1. Weekly Market Update:  There were some big moves in the financial markets this week.  Surging interest rates were the headliner. As measured by the bell-weather US 10 Year Treasury, rates surged from Monday’s 1.55% level to 1.87% on Friday. That’s a 21% move in rates! Money flowed out of safe haven securities such as bonds and gold and into equities. Small Cap stocks lead the way with a monster 5% move.   All other major equity indexes, both foreign and US, gained 1-2%. Below we delve deeper into the “risk on” mentality that engulfed the markets this week. 

2. Investor Sentiment Shifted Quite a Bit This Week... from bearish (“risk off”) to bullish (“risk on”). Two weeks ago in our blog “Keep Calm, Carry On” we highlighted the fact that CNN’s Fear & Greed Index had hit an “Extreme Fear” reading indicating that markets were ready for a bounce. The S&P 500 has rallied 6% since then and investor sentiment has now shifted to “Greed” mode.   When this indicator has hit “Extreme Greed” in the past, the markets have tended to pause and pull back.

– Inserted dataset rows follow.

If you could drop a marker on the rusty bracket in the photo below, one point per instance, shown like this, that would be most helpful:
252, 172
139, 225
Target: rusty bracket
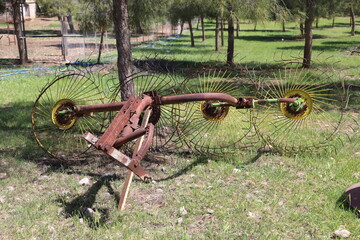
126, 161
145, 145
120, 121
245, 103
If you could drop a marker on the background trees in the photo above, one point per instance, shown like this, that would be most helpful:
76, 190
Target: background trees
96, 17
122, 31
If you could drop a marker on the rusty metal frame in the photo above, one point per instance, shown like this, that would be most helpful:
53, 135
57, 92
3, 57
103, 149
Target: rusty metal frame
125, 126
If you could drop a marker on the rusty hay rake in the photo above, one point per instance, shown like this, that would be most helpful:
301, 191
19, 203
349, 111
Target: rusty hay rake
214, 111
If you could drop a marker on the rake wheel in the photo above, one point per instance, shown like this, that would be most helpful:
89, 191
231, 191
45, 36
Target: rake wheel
210, 130
308, 126
164, 117
56, 128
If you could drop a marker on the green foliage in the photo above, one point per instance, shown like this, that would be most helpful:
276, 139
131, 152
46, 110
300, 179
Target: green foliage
59, 8
2, 6
183, 10
97, 15
143, 13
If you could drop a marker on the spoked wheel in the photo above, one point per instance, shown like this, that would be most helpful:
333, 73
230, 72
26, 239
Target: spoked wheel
212, 127
307, 125
57, 129
162, 116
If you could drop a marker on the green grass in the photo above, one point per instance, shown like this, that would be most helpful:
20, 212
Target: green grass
269, 197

The main reasons for improving sentiment? Better news on the trade war front and relatively strong economic reports.

3. Surge in Interest Rates: As noted above, we experienced a large spike in rates this week ahead of the Federal Reserve meeting next week. While the Fed is broadly expected to lower rates in that meeting, it appears that the market is looking past the meeting to other secular trends. This week the European Central Bank (ECB) lowered rates modestly and called for more fiscal, rather than monetary policy relief, going forward.  In addition, statements out of the Bank of Japan also indicated that their ability to continue to lower rates may be ending. Other factors such as better news on the trade war and increasing inflation in the US (2.4% CPI reading) led many bond market participants to sniff out what may be a real bottom for interest rates.

4. Next Week's Big Event: The US Federal Reserve will meet.  Traders are betting on an 88% probability of a 0.25% rate cut, according to the CME's Fed Watch tool. That probability has decreased from 100% over the past several weeks.

5. Trade Update: The Trump administration announced Thursday night (via Twitter) that it will delay the implementation of the latest round of tariffs for a couple of weeks, at China's request. A day earlier, on Wednesday, the editor of a state-run Chinese blog wrote that authorities would encourage the country’s firms to buy US farm products. The editor said that China would add soybeans and pork to the list of items exempted from the tariff list. The move came after U.S. administration officials discussed offering an interim trade deal to the Asian nation.

6. European Central Bank (ECB) Stimulus:  Thursday the ECB cut the deposit interest rate banks pay to park excess reserves by 10 basis points (0.1%). The move pushed the rate to minus 0.5%. In other words, banks are paying the ECB to hold money for them. In a departure from his norm, ECB head Mario Draghi also called for increased fiscal spending. Draghi singled out the Dutch government, saying now would be a good time for it to activate a “50 Billion investment program.”  It is possible that Draghi decided to do the maximum on monetary easing in order to increase pressure on governments to increase spending. The message seems to be "if you don't like negative rates, then get spending so the ECB can hike." 

7. Small Cap & Value Stock Out-performance: Aside from this week’s surge in interest rates, other notable trends began to reverse as a “risk on” mindset took hold.  Investors piled into smaller stocks (Micro cap and small cap stocks).  These smaller stocks had been significantly outperforming Large caps as the table above highlights.  Another big reversal occurred as Value Stocks outperformed Growth Style stocks for the first time in years.  Time will tell if there is a real trend here.  Our well-diversified portfolios have good representation in value stocks and small cap stocks. It was a good week.